Wisecracks. Hair-raising risks. Death-defying feats. These were Cass's salvation. Without them, he would have lost his mind—and not just because life as a regulator, with no bushwhackers to ventilate, was insanely boring. During the quieter moments on Baron's ranch, when Cass was watching the cattle graze or listening to a harmonica croon, memories of the brothel fire would inevitably creep in.
To distract himself from his latest bout of guilt, he'd started juggling an apple, a tequila bottle, and a .45. But he knew this reckless entertainment wouldn't spare him for long. He couldn't forget how he'd failed Sadie when she'd desperately needed someone to brave the inferno and carry her to safety. Self-loathing was like a burning blade, twisting in his gut.
Baron, Randie, and Collie had all assured him that running inside the Satin Siren would have been a suicide mission. But how was he supposed to live with himself? He'd let Tito knock him on his ass. He'd let Sadie die.
For days, Cass had camped out in the brothel's ruins. He'd worked as a volunteer beside the investigators, frantically combing the wreckage for some trace of Sadie's corpse, sweating out his terror that he might actually find it. After a week of fruitless searching, the Fire Marshal had pronounced Sadie missing and presumed
dead. At that point, Cass had seriously considered killing someone. But who?
Dietrich?
Tito?
The Fire Marshal?
Who was responsible for Sadie's death?
"Mister Cassidy!"
Cass struggled with his latent rage. He kept tossing the .45 into the air.
"Yeah, Mr. Prouse?"
Pendleton made one of his fussy, clucking noises. "That is quite enough of your hooliganism."
"Naw." Cass pasted on a smile. Even Pendleton didn't deserve to tangle with the demon lurking inside him today. "I'm just getting started."

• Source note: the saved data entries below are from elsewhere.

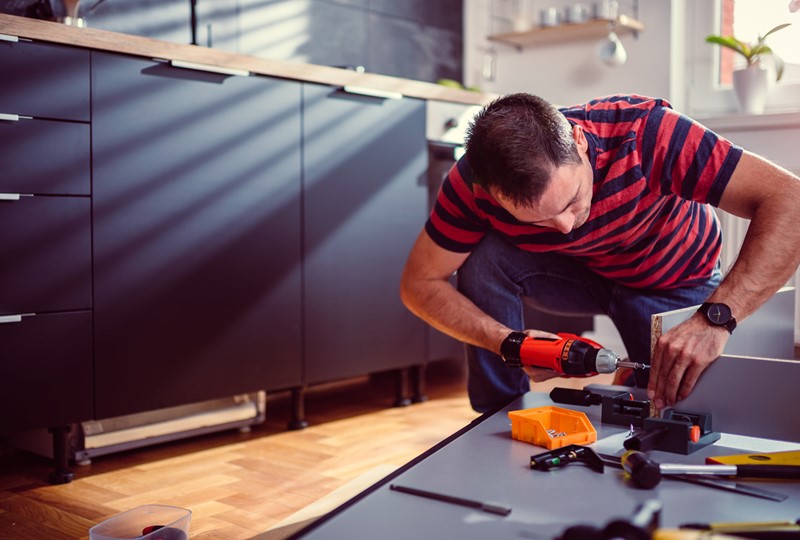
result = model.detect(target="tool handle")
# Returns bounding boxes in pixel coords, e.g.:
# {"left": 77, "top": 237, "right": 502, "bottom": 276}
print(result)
{"left": 623, "top": 427, "right": 669, "bottom": 452}
{"left": 549, "top": 387, "right": 603, "bottom": 406}
{"left": 736, "top": 464, "right": 800, "bottom": 479}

Collie snickered somewhere near the tack room. Cass could hear the boy buckling a harness onto Mrs. Westerfield's mare so the lady could drive to her Suffragette meeting. Pendleton was scheduled to accompany her, which was fitting, since tea-sipping would be part of the program. In the eight years that Cass had known Baron's secretary and sparred with him over inconsequential improprieties, like eating cheese slices from a knife, Cass had never seen Pendleton drink anything harder than jamoka.
"Save your sass for the good citizens of the jury," Pendleton blustered. "Assuming you don't shoot your brains out before Baron can get you exonerated for killing that Ku Klux Klansman."

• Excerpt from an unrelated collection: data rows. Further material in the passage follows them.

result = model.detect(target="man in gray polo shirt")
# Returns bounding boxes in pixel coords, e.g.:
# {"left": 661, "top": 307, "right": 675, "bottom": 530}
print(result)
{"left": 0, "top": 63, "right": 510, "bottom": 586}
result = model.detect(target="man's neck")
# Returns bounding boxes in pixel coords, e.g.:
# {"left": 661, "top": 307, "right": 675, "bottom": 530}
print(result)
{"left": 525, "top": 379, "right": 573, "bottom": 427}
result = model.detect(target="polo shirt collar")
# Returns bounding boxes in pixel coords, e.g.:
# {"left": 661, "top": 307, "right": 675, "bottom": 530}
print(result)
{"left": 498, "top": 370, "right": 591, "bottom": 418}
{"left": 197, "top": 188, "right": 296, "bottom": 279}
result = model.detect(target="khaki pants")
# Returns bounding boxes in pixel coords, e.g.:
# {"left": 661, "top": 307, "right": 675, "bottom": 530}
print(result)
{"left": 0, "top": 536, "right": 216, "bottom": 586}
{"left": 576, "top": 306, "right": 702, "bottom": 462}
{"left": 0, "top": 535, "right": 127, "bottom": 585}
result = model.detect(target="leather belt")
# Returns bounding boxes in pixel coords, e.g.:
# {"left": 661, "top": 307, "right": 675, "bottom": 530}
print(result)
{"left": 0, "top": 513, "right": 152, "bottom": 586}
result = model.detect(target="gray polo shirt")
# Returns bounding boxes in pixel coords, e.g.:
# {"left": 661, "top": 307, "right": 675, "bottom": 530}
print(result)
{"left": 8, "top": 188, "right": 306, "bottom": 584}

"You been listening at doors again, Pendleton?"
"How dare you!"
"Now don't get all red and blotchy and bloat up like a puffer fish," Cass drawled. "Everyone knows you peek through keyholes."
"I most certainly do not you... you troglodyte!"
"What's a troglodyte?" Collie called.
"Beats me," Cass said cheerfully.
"I'm not surprised." Pendleton sniffed. "If it isn't a whiskey label, you haven't read it. Now holster that gun before you blow off somebody's head!"
"Quit being such a fuddy-duddy," Collie said. "The gun isn't even loaded. Right, Cass?"
"Reckon there's only one way to find out."
With the speed of a striking rattler, Cass snatched the .45 from the air, drilled a bullet through a knothole, spun the gun over his finger and holstered it. By comparison, the apple and bottle dropped like molasses into his hands.